Kisruh UU Minerba rupanya telah menemukan titik temu dengan kesepakatan kedua pihak untuk bersedia mengolah konsentrat di dalam negeri dan akan membangun smelter dengan cara menjalin kerjasama dengan pihak ketiga. Namun tidak demikian dengan polemik Bea Keluar (BK), pasalnya niat pemerintah untuk menarik keuntungan dari situasi ini dengan membayar BK hanya sekedar untuk memastikan keseriusan pelaku tambang untuk membangun smelter, sebelum bangun smelter bayar dulu, nanti kalau smelter sudah jadi ya tidak perlu bayar lagi, … seperti yang disampaikan pada media.
Menurut saya, keseriusan niat pelaku tambang untuk membangun smelter cukup dipantau dari waktu ke waktu terhadap perkembangan pembangunan smelter, pastikan smelter itu dibangun untuk memenuhi UU tapi tidak dengan menawarkan keringanan BK, boleh ekspor asal bayar BK, didiskon pula.
Cara yang paling ampuh untuk menjamin keseriusan pelaku tambang membangun smelter bukan dengan cara menarik pungutan baru di luar kontrak, ini yang membuat pelaku tambang berkeras hati tidak menyanggupi membayar BK, karena tidak sesuai dengan kontrak.
Saya mengusulkan; cabut ijin operasional mereka jika tidak serius membangun smelter. Jangan mengeluarkan kebijakan yang ujung-ujungnya duit (UUD).
Berapapun besarnya BK yang ditawarkan tidak akan merubah keputusan pelaku tambang untuk memenuhinya, lagi-lagi masalah kesepakatan pada kontrak. Jika mereka bayar maka mereka mengingkari kontrak yang mereka sepakati dan dipastikan akan bermunculan pungutan-pungutan lainnya dari departemen lainnya, provinsi, kabupaten dll. yang berlindung di bawah peraturan dan keputusan resmi. Pungutan-pungutan seperti itu akan membuat mereka kesulitan menjalankan usahanya dan sangat tidak menguntungkan dari sisi finansial mereka.

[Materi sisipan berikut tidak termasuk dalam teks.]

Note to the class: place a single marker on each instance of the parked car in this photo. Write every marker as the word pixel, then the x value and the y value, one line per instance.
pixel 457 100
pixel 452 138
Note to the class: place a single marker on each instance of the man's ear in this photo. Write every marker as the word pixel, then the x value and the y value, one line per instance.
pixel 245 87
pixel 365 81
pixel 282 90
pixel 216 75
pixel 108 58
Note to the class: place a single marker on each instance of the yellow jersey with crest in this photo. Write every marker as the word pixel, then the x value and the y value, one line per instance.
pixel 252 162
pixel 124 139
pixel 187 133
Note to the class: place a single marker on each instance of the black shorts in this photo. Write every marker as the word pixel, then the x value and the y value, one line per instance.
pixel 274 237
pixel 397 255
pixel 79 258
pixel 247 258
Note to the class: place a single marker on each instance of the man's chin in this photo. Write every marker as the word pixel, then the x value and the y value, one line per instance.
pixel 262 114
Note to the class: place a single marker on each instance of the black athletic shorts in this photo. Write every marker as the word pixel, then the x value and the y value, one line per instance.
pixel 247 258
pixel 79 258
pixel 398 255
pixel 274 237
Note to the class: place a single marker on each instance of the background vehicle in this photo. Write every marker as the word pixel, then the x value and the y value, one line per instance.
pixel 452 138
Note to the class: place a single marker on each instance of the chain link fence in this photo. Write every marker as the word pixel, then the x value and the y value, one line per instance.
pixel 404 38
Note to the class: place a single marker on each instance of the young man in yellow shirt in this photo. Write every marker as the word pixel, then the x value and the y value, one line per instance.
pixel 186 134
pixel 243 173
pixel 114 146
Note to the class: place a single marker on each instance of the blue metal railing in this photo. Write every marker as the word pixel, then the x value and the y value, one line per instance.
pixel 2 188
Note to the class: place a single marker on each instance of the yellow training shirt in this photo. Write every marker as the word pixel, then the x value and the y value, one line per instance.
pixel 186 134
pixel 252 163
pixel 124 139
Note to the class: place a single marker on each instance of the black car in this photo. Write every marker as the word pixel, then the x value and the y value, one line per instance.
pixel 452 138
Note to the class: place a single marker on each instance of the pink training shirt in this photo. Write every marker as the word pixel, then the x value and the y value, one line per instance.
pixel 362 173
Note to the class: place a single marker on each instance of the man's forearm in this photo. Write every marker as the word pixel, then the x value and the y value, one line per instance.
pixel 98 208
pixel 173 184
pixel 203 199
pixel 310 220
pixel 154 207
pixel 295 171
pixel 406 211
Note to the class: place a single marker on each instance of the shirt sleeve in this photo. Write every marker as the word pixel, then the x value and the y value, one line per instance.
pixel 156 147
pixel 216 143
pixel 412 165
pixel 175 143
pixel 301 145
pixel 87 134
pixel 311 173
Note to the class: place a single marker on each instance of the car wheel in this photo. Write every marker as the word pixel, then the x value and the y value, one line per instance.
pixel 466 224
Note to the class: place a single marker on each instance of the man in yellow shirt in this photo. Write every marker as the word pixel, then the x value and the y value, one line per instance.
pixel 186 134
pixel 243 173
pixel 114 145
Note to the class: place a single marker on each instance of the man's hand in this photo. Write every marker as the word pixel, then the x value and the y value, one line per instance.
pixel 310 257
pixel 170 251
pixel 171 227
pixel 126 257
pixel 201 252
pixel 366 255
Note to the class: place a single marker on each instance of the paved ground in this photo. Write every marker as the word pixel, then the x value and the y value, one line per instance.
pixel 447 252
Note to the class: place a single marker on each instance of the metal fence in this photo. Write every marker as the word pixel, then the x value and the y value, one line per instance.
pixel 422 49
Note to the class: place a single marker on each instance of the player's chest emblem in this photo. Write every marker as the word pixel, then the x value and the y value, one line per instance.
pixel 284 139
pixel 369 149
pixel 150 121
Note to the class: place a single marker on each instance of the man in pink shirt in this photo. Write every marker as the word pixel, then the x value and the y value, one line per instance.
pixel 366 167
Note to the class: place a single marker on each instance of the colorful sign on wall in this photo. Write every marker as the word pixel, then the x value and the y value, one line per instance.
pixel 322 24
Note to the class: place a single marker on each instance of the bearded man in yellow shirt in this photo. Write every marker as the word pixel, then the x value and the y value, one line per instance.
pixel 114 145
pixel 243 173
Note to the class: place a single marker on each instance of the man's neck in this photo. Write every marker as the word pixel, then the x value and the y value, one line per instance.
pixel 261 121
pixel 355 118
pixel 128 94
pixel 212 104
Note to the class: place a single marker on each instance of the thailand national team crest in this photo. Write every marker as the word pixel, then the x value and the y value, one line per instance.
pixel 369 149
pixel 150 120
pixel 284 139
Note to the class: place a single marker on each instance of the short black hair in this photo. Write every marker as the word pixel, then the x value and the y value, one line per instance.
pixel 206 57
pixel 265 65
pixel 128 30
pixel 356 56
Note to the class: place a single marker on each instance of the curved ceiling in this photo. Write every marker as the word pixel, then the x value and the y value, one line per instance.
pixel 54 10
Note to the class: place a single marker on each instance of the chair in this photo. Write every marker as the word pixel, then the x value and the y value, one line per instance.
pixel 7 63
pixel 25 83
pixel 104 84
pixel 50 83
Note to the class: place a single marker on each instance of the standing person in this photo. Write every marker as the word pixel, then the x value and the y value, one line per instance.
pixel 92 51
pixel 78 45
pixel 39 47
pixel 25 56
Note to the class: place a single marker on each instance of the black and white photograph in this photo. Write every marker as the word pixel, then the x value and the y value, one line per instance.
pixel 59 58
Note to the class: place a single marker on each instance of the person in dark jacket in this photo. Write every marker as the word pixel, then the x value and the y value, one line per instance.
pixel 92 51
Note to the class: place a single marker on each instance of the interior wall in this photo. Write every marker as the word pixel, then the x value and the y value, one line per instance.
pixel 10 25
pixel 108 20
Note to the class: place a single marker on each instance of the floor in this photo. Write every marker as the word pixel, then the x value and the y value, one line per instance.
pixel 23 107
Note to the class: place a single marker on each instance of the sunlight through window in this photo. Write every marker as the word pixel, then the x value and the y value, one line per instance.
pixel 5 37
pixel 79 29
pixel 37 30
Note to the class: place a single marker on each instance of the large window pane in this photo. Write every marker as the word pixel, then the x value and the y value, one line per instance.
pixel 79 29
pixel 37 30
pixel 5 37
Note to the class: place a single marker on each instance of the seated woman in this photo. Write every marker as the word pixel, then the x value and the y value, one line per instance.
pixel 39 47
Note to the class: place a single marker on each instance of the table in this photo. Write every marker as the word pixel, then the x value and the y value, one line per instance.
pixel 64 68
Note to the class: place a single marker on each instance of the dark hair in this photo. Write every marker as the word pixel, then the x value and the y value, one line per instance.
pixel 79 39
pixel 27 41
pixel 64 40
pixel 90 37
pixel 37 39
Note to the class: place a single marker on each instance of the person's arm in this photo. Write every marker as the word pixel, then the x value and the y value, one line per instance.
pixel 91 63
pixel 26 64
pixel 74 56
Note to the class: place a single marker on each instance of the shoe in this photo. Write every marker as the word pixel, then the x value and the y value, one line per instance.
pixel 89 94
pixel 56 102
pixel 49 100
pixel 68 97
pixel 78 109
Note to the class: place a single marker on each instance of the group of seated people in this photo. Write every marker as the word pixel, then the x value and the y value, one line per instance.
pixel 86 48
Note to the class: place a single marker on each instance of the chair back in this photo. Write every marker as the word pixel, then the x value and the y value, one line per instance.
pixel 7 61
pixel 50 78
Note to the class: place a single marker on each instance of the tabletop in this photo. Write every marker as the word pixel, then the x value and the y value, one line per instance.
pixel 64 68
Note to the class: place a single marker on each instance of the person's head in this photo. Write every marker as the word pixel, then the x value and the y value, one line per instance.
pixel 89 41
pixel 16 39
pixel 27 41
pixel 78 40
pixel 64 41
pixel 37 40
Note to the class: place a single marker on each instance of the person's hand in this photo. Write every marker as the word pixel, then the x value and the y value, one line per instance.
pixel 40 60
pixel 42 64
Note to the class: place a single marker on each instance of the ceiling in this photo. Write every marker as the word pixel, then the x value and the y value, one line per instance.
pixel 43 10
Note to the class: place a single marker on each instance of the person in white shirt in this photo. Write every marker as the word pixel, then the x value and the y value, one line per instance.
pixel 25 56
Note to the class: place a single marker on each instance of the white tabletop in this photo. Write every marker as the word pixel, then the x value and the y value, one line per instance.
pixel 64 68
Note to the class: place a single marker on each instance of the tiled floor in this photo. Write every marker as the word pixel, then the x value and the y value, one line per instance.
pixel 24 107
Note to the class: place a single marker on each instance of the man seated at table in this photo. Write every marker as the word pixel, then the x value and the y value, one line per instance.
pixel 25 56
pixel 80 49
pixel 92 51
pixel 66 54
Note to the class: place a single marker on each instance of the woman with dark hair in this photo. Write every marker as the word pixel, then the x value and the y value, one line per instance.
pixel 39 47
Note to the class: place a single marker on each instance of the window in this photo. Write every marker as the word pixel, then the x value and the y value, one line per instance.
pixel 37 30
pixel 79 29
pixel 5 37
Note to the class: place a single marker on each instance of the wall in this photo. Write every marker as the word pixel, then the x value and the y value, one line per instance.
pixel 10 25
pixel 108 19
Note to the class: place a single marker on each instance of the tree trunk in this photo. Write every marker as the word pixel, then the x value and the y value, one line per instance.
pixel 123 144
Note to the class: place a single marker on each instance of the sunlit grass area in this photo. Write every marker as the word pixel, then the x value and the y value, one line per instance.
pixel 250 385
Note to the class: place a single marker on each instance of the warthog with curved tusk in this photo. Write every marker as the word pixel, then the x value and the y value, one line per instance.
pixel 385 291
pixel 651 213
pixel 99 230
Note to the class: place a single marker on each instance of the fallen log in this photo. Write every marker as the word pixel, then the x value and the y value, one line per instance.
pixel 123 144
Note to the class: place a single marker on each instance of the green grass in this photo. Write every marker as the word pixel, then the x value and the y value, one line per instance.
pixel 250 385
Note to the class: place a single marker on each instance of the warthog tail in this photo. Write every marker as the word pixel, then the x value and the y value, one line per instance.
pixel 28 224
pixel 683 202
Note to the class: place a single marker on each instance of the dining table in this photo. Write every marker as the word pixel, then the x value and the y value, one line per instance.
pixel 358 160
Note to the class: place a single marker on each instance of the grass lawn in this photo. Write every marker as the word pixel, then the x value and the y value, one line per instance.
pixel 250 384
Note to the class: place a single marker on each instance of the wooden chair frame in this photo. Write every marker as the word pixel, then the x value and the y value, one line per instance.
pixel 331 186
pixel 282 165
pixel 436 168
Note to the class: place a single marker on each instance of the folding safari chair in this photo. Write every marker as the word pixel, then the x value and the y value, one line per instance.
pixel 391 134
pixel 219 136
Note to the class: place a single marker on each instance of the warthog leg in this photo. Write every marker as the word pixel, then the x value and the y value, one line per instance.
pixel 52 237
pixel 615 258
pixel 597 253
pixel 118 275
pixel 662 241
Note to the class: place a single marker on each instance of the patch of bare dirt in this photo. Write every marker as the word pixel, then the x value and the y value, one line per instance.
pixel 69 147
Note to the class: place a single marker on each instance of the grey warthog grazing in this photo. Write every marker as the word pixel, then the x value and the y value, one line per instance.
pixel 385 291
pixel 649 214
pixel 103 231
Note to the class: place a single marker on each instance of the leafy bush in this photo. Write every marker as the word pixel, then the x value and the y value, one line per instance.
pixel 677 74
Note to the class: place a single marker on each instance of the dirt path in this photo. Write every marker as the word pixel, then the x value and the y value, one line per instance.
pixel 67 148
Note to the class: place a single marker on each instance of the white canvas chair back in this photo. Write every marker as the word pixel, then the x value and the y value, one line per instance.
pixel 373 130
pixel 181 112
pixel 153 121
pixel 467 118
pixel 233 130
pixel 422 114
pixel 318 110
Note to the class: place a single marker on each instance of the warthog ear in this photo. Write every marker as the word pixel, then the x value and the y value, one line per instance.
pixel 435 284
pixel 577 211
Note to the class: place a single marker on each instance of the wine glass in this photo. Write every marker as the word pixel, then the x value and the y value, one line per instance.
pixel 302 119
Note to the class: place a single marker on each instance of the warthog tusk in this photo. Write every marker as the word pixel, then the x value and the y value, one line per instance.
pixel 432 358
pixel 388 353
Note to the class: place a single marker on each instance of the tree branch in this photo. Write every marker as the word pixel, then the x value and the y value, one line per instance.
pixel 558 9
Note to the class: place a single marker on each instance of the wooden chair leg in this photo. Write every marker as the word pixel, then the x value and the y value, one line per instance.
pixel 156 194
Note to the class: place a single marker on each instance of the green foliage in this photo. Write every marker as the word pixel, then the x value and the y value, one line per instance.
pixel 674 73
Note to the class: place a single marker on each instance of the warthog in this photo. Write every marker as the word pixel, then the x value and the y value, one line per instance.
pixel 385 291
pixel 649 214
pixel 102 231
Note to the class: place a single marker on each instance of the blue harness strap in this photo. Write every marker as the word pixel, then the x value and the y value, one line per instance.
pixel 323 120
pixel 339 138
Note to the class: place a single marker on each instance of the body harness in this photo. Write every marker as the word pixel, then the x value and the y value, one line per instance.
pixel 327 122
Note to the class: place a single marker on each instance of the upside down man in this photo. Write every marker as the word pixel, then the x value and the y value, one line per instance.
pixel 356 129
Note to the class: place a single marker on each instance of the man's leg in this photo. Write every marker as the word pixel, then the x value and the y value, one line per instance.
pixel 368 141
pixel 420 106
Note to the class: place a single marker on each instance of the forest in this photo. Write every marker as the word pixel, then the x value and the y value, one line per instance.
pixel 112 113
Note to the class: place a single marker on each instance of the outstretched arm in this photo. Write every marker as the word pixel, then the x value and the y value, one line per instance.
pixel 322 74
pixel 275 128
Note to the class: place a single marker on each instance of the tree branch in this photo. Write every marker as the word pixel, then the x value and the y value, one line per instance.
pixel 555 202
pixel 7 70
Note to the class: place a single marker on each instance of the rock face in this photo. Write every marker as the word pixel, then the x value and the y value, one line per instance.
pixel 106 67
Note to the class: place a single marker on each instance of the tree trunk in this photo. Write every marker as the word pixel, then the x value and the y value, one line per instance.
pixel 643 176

Saat ini, sesuai rencana PTNNT akan memberlakukan rencana darurat paling lambat awal Mei yang meliputi pengurangan kegiatan penambangan dan penggilingan, pengurangan pengeluaran biaya modal, pengurangan penggunaan jasa kontrak dan pembelian barang, penyesuaian jadwal kerja, dan pengurangan kerja lembur. Kalau begini, siapa yang dirugikan; karyawan, perusahaan, kontraktor, penduduk sekitar, daerah juga negara.
Kondisi seperti ini akan berujung pada dirumahkannya karyawan dan produksi dihentikan, situasi ini bukan sekedar ancaman yang dibuat-buat, tapi keadaan ini benar-benar akan terjadi. Menurut saya keadaan ini juga penting agar pemerintah benar-benar mengetahui akibat diterapkannya kebijakan tersebut sehingga menjadi dasar/alasan kebijakan itu diteruskan, direvisi atau dibatalkan.